A surface glance at the poll’s findings reveals nothing too surprising. The race is still far away enough that roughly one out of every three voters has no opinion. And no candidate is either enjoying a big lead or is out of the running. But a deeper look into the poll’s top-line findings and its demographic crosstabs reveal some interesting trends.
InsiderAdvantage CEO Matt Towery makes the following points:
• Barnes fares well, considering that he has been out of office for over six years, was beaten as an incumbent in 2002, and is a Democrat in a supposedly “red” state.
• The three leading GOP candidates all stand to run a strong general election race if they can emerge their party’s nominee. Consider that all are not that well known now, before they begin their TV ad blitzes. Cagle and Oxendine, although vaguely known by most Georgians, if at all, are in approximate statistical ties with the better-known Barnes when the poll’s margin of error (4%) is factored in; and Karen Handel isn’t too far behind. Obviously, all three Republicans earn support for being generic GOP placeholders against Democrat Barnes.

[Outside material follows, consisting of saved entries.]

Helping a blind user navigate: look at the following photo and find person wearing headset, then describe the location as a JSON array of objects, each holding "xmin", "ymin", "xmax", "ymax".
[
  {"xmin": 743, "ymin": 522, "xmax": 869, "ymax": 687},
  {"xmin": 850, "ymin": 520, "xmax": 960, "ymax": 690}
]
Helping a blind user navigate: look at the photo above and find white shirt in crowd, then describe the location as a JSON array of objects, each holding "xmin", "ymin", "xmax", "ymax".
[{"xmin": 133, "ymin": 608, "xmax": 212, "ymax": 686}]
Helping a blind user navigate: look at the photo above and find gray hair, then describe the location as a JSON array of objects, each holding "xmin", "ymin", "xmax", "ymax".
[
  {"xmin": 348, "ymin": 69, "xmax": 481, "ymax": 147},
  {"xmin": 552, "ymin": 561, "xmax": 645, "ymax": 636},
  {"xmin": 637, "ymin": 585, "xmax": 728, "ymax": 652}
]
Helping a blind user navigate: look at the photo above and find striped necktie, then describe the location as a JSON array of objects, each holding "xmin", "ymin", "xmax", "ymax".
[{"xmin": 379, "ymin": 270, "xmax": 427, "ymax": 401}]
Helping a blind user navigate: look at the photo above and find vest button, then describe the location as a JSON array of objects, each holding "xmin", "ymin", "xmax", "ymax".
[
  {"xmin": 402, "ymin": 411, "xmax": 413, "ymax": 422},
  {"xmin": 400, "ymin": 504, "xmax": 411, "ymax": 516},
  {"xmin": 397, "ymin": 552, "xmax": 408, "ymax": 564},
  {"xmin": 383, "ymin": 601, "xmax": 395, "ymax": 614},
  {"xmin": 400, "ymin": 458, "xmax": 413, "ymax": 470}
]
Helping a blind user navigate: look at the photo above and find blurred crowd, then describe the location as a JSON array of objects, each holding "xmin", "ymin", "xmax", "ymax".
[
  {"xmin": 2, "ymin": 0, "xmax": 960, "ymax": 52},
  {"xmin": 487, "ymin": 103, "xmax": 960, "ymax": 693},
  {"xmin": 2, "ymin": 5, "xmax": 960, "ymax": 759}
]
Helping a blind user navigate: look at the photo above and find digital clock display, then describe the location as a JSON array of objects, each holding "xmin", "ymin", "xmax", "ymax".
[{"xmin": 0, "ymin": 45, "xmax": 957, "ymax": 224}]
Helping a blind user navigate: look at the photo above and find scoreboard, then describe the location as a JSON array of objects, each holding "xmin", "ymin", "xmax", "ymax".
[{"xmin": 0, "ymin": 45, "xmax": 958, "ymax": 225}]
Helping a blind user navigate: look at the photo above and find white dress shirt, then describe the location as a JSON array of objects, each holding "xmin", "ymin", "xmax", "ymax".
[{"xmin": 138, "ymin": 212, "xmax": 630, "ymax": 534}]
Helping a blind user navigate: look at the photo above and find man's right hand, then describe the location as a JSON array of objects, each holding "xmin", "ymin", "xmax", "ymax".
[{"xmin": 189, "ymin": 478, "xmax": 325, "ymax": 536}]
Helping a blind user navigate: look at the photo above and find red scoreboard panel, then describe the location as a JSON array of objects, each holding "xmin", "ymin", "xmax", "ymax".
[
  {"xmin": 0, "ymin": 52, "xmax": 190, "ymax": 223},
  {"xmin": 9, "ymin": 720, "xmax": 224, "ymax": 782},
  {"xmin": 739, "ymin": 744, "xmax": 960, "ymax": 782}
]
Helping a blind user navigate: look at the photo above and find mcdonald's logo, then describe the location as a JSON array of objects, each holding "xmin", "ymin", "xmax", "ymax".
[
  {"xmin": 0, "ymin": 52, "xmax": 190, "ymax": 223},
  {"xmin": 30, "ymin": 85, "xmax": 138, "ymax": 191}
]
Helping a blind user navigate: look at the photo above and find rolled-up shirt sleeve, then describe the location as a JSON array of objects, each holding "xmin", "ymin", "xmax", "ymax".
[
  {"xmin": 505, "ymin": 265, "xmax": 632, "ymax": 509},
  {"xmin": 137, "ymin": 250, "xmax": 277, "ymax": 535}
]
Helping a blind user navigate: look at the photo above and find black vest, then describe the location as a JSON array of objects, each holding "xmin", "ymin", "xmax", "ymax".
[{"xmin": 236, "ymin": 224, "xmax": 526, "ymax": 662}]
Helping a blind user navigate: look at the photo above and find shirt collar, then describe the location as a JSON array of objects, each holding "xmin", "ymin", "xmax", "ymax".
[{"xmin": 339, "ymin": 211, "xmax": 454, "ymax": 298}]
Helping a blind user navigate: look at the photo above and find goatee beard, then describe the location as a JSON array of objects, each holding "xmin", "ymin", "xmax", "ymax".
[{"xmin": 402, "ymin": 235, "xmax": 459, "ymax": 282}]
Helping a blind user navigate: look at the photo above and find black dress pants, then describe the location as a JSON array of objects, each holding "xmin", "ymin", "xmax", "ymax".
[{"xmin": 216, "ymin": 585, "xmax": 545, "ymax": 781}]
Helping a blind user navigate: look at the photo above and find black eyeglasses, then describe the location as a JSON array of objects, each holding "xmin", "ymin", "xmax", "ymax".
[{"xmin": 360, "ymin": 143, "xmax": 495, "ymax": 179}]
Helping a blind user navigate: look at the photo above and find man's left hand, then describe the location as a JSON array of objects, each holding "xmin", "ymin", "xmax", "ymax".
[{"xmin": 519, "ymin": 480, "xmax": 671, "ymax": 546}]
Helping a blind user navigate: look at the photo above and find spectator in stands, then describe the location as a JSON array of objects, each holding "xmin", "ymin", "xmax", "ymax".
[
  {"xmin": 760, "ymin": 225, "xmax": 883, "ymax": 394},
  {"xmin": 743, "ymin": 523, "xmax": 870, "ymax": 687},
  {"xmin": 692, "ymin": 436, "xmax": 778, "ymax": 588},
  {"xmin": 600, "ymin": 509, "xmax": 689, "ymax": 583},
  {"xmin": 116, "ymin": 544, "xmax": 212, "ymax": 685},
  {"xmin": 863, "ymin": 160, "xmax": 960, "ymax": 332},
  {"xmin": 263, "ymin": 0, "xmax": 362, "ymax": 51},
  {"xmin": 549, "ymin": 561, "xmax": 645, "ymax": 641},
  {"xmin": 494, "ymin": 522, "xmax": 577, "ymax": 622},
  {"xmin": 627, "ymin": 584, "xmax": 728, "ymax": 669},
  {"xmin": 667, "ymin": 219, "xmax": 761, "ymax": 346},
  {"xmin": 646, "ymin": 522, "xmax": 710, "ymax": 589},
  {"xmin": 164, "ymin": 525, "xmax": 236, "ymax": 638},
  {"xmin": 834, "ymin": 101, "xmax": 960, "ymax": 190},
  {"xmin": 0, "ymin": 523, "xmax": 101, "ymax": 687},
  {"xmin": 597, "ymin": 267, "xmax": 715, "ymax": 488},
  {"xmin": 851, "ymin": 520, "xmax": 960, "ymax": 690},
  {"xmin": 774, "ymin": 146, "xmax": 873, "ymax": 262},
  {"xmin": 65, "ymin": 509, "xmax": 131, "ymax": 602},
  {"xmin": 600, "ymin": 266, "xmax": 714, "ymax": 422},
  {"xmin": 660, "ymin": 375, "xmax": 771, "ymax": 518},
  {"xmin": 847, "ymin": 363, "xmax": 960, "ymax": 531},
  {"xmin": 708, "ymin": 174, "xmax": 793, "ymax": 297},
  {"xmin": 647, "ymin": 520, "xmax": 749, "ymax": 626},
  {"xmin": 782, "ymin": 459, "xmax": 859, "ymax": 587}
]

• The roughly one-third of black voters who are undecided in the poll will eventually collapse mostly for Barnes, the Democrat. That means that undecided whites and independents would have to break fairly heavily for the eventual Republican nominee, were he or she to face Barnes, for the GOP ticket-leader to win next year.
• Keep an eye on developments in Washington. Our poll shows that President Barack Obama’s approval rating in Georgia is 47%. That’s almost exactly the percentage of the general election vote he got in the state. But his disapproval rating is “only” 41%, which is about 8% less than John McCain got here. So Obama is doing relatively well in Georgia. For Roy Barnes or another Democrat to win the governor’s race, the president and the Democratic Congress probably have to maintain over the next year-and-a-half something like the support they enjoy now in Georgia.
• Most significantly, similar early polls in recent election cycles in Georgia have shown Republican candidates with something like 10% leads over Democrats in major statewide races. That the GOP has no such advantage right now says loudly that if Roy Barnes decides to run, he might need to pull in no more than about one-third of the now undecided white voters in order to make the 2010 race very tight.